Officials Urge Caution In Face of Coronavirus, As Confirmed Cases Grow
As more cases of the novel coronavirus, COVID-19, have been confirmed in Maryland, state and local leaders are asking the public to take precautions to avoid spreading the disease.
Baltimore County Executive Johnny Olszewski and his team of school, health, and public safety officers met with reporters Thursday morning to discuss the first known case of the novel coronavirus in Baltimore County.
"The individual is in his 60s and worked at the recent AIPAC (America Israel Public Affairs Committee) conference in Washington DC. He is not hospitalized," Olzewski said.
In addition, the county has opened a COVID-19 hotline, (410) 887-3816, which will be available from 8:30 a.m. to 5 p.m.
Dr. Gregory Branch, the Baltimore County health officer, said health workers have tested 20 people for the virus. Thus far, one tested positive and they are waiting for results on nine other tests.
Baltimore City Health Commissioner Dr.
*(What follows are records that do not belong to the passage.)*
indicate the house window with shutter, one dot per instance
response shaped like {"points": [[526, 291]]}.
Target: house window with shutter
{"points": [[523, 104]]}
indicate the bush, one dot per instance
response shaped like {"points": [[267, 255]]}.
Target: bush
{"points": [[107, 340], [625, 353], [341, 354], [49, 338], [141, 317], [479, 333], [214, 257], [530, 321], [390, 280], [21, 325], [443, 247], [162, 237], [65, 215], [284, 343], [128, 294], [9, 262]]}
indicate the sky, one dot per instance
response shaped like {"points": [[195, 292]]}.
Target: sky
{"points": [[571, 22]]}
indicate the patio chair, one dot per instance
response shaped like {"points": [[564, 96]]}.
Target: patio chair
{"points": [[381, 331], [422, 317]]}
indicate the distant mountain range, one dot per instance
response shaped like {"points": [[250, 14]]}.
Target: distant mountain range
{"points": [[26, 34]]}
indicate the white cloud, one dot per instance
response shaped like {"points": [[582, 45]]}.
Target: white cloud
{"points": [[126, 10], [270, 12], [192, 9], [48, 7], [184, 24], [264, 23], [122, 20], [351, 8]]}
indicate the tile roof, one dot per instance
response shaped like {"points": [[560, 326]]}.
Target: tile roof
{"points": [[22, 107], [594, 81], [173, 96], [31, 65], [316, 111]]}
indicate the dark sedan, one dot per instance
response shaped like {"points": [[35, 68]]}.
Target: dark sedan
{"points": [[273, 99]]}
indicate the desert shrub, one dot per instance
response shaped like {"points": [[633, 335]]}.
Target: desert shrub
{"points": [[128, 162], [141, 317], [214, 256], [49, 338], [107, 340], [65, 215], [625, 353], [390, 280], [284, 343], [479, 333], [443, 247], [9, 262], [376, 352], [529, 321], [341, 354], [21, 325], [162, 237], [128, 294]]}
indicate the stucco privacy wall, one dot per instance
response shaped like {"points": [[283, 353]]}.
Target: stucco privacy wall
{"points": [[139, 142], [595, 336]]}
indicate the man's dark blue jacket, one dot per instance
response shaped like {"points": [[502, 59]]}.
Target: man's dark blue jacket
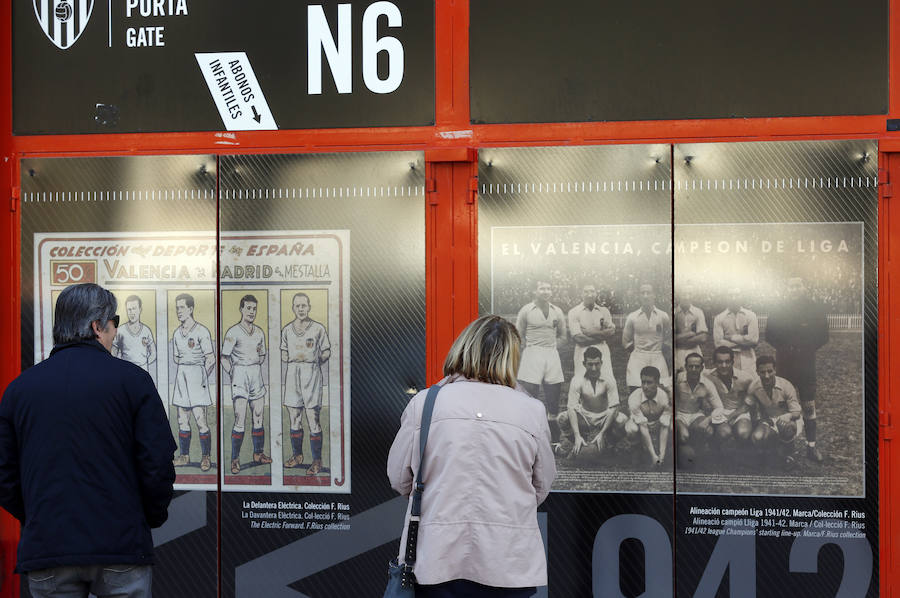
{"points": [[85, 459]]}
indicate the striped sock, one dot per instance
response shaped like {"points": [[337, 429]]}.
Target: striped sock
{"points": [[237, 439], [297, 441], [259, 439], [184, 441]]}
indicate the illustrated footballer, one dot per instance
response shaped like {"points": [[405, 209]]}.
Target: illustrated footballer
{"points": [[305, 348], [194, 359], [243, 353], [134, 341]]}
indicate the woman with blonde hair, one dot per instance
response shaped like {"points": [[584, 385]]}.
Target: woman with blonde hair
{"points": [[488, 465]]}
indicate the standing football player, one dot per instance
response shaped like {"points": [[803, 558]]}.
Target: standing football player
{"points": [[195, 360], [738, 329], [305, 349], [591, 325], [690, 327], [644, 333], [134, 341], [243, 354], [797, 330], [541, 325]]}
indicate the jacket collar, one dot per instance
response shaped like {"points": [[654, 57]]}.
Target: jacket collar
{"points": [[92, 343]]}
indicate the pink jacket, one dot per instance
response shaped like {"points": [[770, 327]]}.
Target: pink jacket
{"points": [[488, 465]]}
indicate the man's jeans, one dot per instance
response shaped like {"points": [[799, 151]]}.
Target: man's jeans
{"points": [[112, 581]]}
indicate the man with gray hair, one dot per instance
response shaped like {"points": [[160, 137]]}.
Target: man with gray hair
{"points": [[85, 458]]}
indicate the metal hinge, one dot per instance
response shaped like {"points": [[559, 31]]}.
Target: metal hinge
{"points": [[473, 190], [431, 191], [884, 181]]}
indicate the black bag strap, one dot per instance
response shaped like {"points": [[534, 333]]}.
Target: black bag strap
{"points": [[412, 534]]}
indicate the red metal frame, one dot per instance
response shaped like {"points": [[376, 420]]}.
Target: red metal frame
{"points": [[451, 225]]}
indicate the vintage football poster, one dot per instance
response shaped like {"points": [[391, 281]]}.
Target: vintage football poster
{"points": [[267, 359]]}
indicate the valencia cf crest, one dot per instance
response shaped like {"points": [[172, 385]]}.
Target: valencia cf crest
{"points": [[63, 21]]}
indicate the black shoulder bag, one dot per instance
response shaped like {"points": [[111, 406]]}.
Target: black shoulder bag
{"points": [[401, 581]]}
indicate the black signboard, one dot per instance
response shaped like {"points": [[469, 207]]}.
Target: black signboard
{"points": [[608, 61], [86, 66]]}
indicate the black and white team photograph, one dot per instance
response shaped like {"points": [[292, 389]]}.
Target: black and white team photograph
{"points": [[592, 305], [769, 358]]}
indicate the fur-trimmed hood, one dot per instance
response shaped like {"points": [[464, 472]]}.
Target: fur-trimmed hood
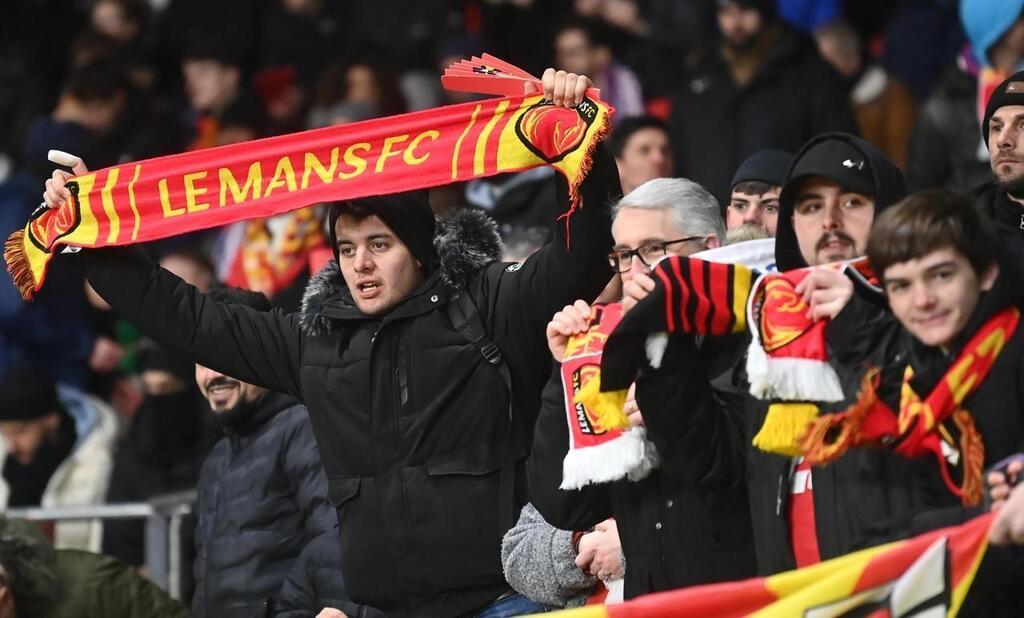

Letitia Dzirasa said at a city hall briefing Wednesday morning there “have not been any reported cases of COVID-19 in the city.”
“We encourage all residents to make sure they are limiting the spread of respiratory diseases by engaging in personal protective behaviors,” she said.
Dzirasa echoed the advice given by national health advocates; wash your hands frequently, stay home if you’re sick and avoid touching your face.
In the same briefing Baltimore City Schools CEO Sonja Santelises said public schools would remain open even though colleges and universities throughout the state have cancelled classes, or are planning to teach remotely in the future.
“We have developed an internal team, in the event – I just want to repeat in the event – there are no known cases currently,” she explained. “But in the event there is a case in a school we have a team ready of some of our best custodians around disinfecting a building, in the event we have to go to that level.”
Santelises said her team is able to clean and disinfect the schools at the end of the day when students leave – something that’s extremely difficult in college dorms.
In other developments, officials announced another case of coronavirus confirmed in Anne Arundel County; a woman from Montana in her 70s who is a part time resident of the county. The women went to an Anne Arundel County hospital for testing after she had been alerted that she had been in close contact with someone with a confirmed case of the disease.
Governor Larry Hogan said in a press briefing the 12 Marylanders that had been taken from the Grand Princess docked on the West Coast to military facilities in Texas and Georgia for quarantine would not be allowed home before they were tested for the virus.
“All those who are cleared and test negative will be safely transported back here to Maryland,” Hogan said. “Anyone who tests positive will remain in quarantine on the respective military base.”
In addition, he said the Motor Vehicle Administration will move toward an all appointment system to reduce walk in traffic and keep crowds at a minimum; that state prisons would end visits to individuals in infirmaries and that nursing homes in Maryland restrict access to essential visits only.
Officials say to call your primary care provider if you feel COVID-19 symptoms, which include a fever, cough and shortness of breath, especially in people who have travelled abroad or in contact with someone who has travelled to China, South Korea, Italy, Iran, or anywhere else there’s been an outbreak.
And Baltimore City Fire Chief Niles Ford reminded people to use 2-1-1 in non-life threatening emergencies.
“Nine, one, one is an emergency line,” he said. “If people use the system in the improper way, they could exacerbate our system. And we want to be in the position that if someone has a heart attack on the west side of Baltimore that we have the resources to send them to that call.”
While young children appear to be spared from the coronavirus, it is affecting the elderly, people who work in hospitals and people with chronic illnesses, or underlying conditions.
And while there have been questions about the availability of coronavirus test kits nationally, Governor Larry Hogan said at a recent press briefing Maryland is ready.
“We’re going to be dramatically and rapidly widening the number of people that are going to be able to get tested and will get tested,” he said.
Hogan addressed reporters with the state’s deputy health secretary for public health, Fran Phillips. Phillips said the number of test kits in Maryland is increasing.
“We have on hand the capability to do over 800,” she said. “We have not ordered another thousand cases from the CDC. That’s the state lab. In addition to that we expect volumes to increase through the commercial labs as well as now the hospital labs will be coming on board shortly.”